Women have always been an easy target for advertisers. They exploit a woman's confidence, convincing her she's not as good as she can be. Their product is the answer. They'll make you physically beautiful as long as you go by their limited standards of beauty. It will always be this way. We just have to teach kids not to believe any of it. To not be such happy little consumers being molded by corporations. Probably going to be hard to do when corporations control so much of our lives and are now legally considered a "person" by the Supreme Court.

The worst aspect of advertising has always played off of a woman's self-image. We're never good enough.

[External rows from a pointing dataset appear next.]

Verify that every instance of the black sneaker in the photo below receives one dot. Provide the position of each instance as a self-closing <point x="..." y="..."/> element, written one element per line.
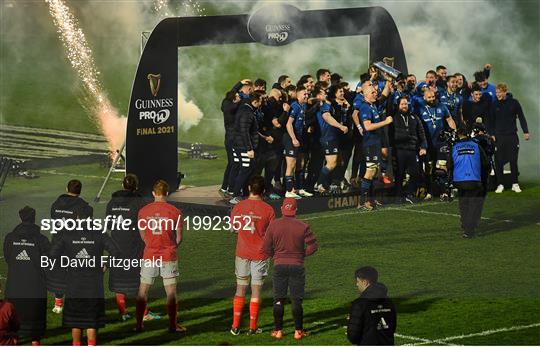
<point x="254" y="331"/>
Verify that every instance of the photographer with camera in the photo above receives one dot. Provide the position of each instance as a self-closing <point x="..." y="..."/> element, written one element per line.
<point x="434" y="116"/>
<point x="468" y="169"/>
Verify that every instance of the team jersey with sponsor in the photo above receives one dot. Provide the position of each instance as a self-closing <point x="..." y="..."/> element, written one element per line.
<point x="452" y="101"/>
<point x="358" y="101"/>
<point x="434" y="118"/>
<point x="328" y="132"/>
<point x="298" y="114"/>
<point x="160" y="222"/>
<point x="369" y="112"/>
<point x="250" y="218"/>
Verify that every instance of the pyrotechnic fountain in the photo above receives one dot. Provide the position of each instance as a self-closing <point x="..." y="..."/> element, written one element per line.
<point x="80" y="57"/>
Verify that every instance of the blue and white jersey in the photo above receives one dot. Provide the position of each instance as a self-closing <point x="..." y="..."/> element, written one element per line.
<point x="328" y="132"/>
<point x="298" y="114"/>
<point x="369" y="112"/>
<point x="452" y="101"/>
<point x="434" y="118"/>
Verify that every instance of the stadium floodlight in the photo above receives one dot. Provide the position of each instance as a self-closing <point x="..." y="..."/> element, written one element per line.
<point x="152" y="130"/>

Look at what plastic surgery has done to some once beautiful women. They were somehow convinced that what they saw staring back in the mirror wasn't what society said was beautiful. And so they trotted off to a plastic surgeon or one of the Botox centers and became freakish images of themselves. Their faces molded by someone else. All you have to do is look at someone like Pricilla Presley who has gone from beautiful to unsightly. What she did to her face is a tragedy, no matter if the doctor she chose was a quack. She still bought into the lies.

Here are two ads from the April 1949 Photoplay magazine. Both stunningly scary.

Photoplay_1949_plastic surgery_tatteredandlost

At first glance the ads look funny, but think about the women who looked through Photoplay each month, admiring the stars who seemingly lived wonderful lives, then to come to the back pages and see ads like this. What did they see when they looked in the mirror? The Betty Grable on the cover or the drawing of the woman in the ad?

I can't help but think of the movie Sayonarra with Miyoshi Umeki playing a Japanese woman who wanted to turn her Asian eyes into Western eyes because that was perceived as more beautiful. Of course it was all lies, but that's what advertising is based on. Half-truths and blatant lies. Always has been, always will be. Create a want or a need where there is none.


  1. what appalling ads. And today's may be more subtle, but just as appalling.

    I've just returned from a holiday in India - was really struck by how pale-skinned all the women in the glossy adverts were, so different from the beautiful women in the streets

  2. I lost my machine last Sunday afternoon and didn't get it back until Thursday - system board took a dirt nap.

    Beauty is on the inside, and yes, advertisers have been using the promise of beauty from some product or service for quite some time now.

  3. There were so many things to be paranoid and self critical about in those days. Interesting too, that the ad promises to fix thick lips. Wouldn't they be amused by today's lip injections and puffed up lips!